While preferred embodiments of the present embodiments have been described, additional variations and modifications in those embodiments may occur to those skilled in the art once they learn of the basic inventive concepts. It is therefore intended that the following claims be interpreted as including the preferred embodiments and all such alterations and modifications as fall within the scope of the embodiments of the present application.

Finally, it is further noted that relational terms such as first and second, and the like are used solely to distinguish one entity or action from another entity or action without necessarily requiring or implying any actual such relationship or order between such entities or actions. Moreover, the terms "comprises," "comprising," or any other variation thereof, are intended to cover a non-exclusive inclusion, such that a process, method, article, or terminal that comprises a list of elements does not include only those elements but may include other elements not expressly listed or inherent to such process, method, article, or terminal.
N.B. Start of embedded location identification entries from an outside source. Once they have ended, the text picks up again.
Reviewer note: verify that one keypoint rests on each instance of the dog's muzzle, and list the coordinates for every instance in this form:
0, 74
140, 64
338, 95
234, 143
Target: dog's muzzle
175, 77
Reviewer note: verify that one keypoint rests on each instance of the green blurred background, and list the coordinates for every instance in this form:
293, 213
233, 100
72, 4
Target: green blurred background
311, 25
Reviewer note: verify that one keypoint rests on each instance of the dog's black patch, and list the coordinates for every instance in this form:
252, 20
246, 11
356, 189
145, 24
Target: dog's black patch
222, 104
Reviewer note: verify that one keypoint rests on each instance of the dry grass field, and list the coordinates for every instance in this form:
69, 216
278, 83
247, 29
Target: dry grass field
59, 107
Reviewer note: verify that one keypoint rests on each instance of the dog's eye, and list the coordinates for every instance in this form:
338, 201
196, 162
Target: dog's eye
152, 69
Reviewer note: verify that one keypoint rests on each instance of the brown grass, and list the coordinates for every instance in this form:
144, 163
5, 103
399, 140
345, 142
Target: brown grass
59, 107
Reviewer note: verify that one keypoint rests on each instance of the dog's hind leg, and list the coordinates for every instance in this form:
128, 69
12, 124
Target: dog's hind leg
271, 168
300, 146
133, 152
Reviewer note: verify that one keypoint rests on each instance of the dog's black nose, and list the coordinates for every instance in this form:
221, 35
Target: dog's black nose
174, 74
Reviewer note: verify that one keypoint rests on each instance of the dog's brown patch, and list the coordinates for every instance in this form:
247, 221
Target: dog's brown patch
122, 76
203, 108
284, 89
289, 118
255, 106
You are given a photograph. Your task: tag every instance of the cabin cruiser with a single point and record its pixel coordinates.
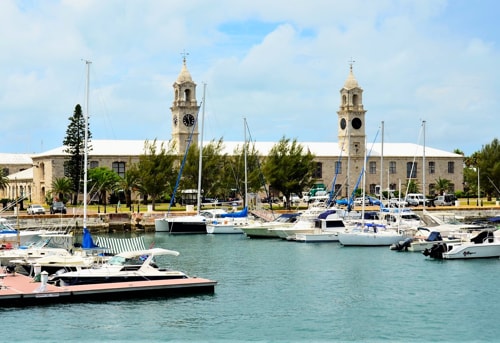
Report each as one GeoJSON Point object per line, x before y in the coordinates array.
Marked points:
{"type": "Point", "coordinates": [138, 265]}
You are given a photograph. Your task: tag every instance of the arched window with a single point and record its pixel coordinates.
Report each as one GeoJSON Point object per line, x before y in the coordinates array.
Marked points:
{"type": "Point", "coordinates": [119, 168]}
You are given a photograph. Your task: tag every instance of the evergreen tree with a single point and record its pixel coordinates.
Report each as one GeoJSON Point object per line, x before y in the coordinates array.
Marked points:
{"type": "Point", "coordinates": [75, 147]}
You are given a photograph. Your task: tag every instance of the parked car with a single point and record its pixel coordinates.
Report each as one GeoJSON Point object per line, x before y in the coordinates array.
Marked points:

Without further limitation, an element defined by the phrase "comprising one … …" does not exclude the presence of other like elements in a process, method, article or terminal device comprising the element.

The foregoing describes in detail a large model deployment method, apparatus and product based on server-less computing, and specific examples are applied to illustrate the principles and embodiments of the present application, and the description of the foregoing examples is only used to help understand the method and core idea of the present application; meanwhile, as those skilled in the art will have modifications in the specific embodiments and application scope in accordance with the ideas of the present application, the present description should not be construed as limiting the present application in view of the above.

Claims

1. A server-less computing-based large model deployment method, the method comprising:

acquiring a deployment request of a target large model, wherein the target large model represents a basic model with a parameter amount of more than 1 hundred million contained in a calculation map;

2. The server-agnostic computing-based large model deployment method of claim 1, wherein the sampling from a plurality of cloud virtual environment schemes by using a bayesian optimization algorithm to obtain a target cloud virtual environment scheme comprises:

3. The server-agnostic computing-based large model deployment method of claim 2, wherein the bayesian optimization algorithm includes a constraint condition, the constraint condition indicates that the bayesian optimization algorithm needs to determine the target cloud virtual environment scheme within a preset search time.

4. The server-less aware-computing-based large model deployment method according to claim 1, wherein the generating an optimal model parallelization scheme from the optimized computation graph using a deep reinforcement learning model comprises:

5. The server-less computing-based large model deployment method of claim 1, wherein the employing the server-less computing method, performing an inference service using the target large model, comprises:

and returning the reasoning result to the user side.

6. The server-agnostic computing-based large model deployment method of claim 1, wherein performing inference services with the target large model comprises:

preserving the starting state of the target code block;

and after the target large model is started, executing an inference service.

7. The server-less computing-based large model deployment method according to claim 1, wherein optimizing the computation graph of the target large model to obtain an optimized computation graph comprises:

8. A server-less computing-based large model deployment apparatus, the apparatus comprising:

9. An electronic device comprising a memory, a processor and a computer program stored on the memory, wherein the processor executes the computer program to implement the steps in the server-unaware computing-based large model deployment method of any of claims 1-7.

10. A computer readable storage medium having stored thereon a computer program/instructions, which when executed by a processor, implements the steps in the server-unaware computing based large model deployment method of any of claims 1-7.